Wednesday, June 19, 2013
Sen. Susan Collins called Thursday a "shameful day" for American government, and we have to agree.
Sen. Susan Collins, R-Maine, accompanied by Sen. Joseph Lieberman, I-Conn., speaks at a news conference last week about legislation to protect critical U.S. industries and other corporate networks from cyberattacks and electronic espionage. The bill was filibustered in the Senate on Thursday, and Collins chided her colleagues for failure to move the bill forward.
The Associated Press
A bill that would have protected key parts of the nation's vital infrastructure from cyber attacks was filibustered by most Republican senators, making it unlikely to be passed this year.
Both Maine's senators, along with three other Republicans, voted to break the deadlock, but they weren't enough to give the bill's mostly Democratic supporters the necessary 60 votes to bring the bill to a vote. (Six Democrats joined the filibuster.)
The opponents claim that they were objecting to a rule for the debate that would have limited their opportunity to introduce amendments. They also cited complaints by the U.S. Chamber of Commerce. But really this was all about political positioning. The cyber-security bill is a major national security priority of the Obama administration, and most of the Republicans would rather leave the nation at risk than give the president a win this close to Election Day.
This follows the familiar pattern where legislation with bipartisan support is being blocked by abuse of the Senate rules. Earlier this week, non-controversial judicial nominations -- including Portland lawyer William Kayatta, who has the support of both of his home-state Republican senators -- were again prevented from getting an up-or-down vote by a Republican filibuster.

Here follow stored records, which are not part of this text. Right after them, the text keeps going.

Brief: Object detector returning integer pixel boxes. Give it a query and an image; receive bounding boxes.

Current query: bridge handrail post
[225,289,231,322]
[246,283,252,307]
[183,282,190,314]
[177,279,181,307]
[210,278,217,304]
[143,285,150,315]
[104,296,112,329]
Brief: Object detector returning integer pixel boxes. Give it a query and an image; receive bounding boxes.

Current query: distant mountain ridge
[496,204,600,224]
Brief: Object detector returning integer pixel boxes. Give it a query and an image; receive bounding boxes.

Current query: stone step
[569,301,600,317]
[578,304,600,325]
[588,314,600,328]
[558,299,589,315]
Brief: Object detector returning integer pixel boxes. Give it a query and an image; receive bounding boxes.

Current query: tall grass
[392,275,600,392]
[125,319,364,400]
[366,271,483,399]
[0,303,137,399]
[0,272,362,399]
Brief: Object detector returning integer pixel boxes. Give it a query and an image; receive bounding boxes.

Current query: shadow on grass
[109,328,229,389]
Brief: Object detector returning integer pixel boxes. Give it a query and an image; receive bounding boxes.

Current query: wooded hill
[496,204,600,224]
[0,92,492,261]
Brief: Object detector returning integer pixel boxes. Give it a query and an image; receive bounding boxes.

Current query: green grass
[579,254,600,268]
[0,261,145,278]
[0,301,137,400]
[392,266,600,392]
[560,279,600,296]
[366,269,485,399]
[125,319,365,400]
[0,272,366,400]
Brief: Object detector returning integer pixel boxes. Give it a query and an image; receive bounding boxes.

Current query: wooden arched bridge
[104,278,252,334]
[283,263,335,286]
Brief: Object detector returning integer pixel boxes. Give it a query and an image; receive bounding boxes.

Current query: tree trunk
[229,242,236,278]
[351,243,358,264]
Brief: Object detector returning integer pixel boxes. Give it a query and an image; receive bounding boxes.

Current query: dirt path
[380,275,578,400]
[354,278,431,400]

Collins chided her colleagues Thursday, reminding them that every general who has studied the issue sees the United States at risk of a cyber attack.
We screen passengers on every airplane, but we will continue to leave our power supply vulnerable to attack in an attempt to appease campaign-contributing corporations and deny the other party a legislative victory this close to an election. This behavior is shameful -- and dangerous.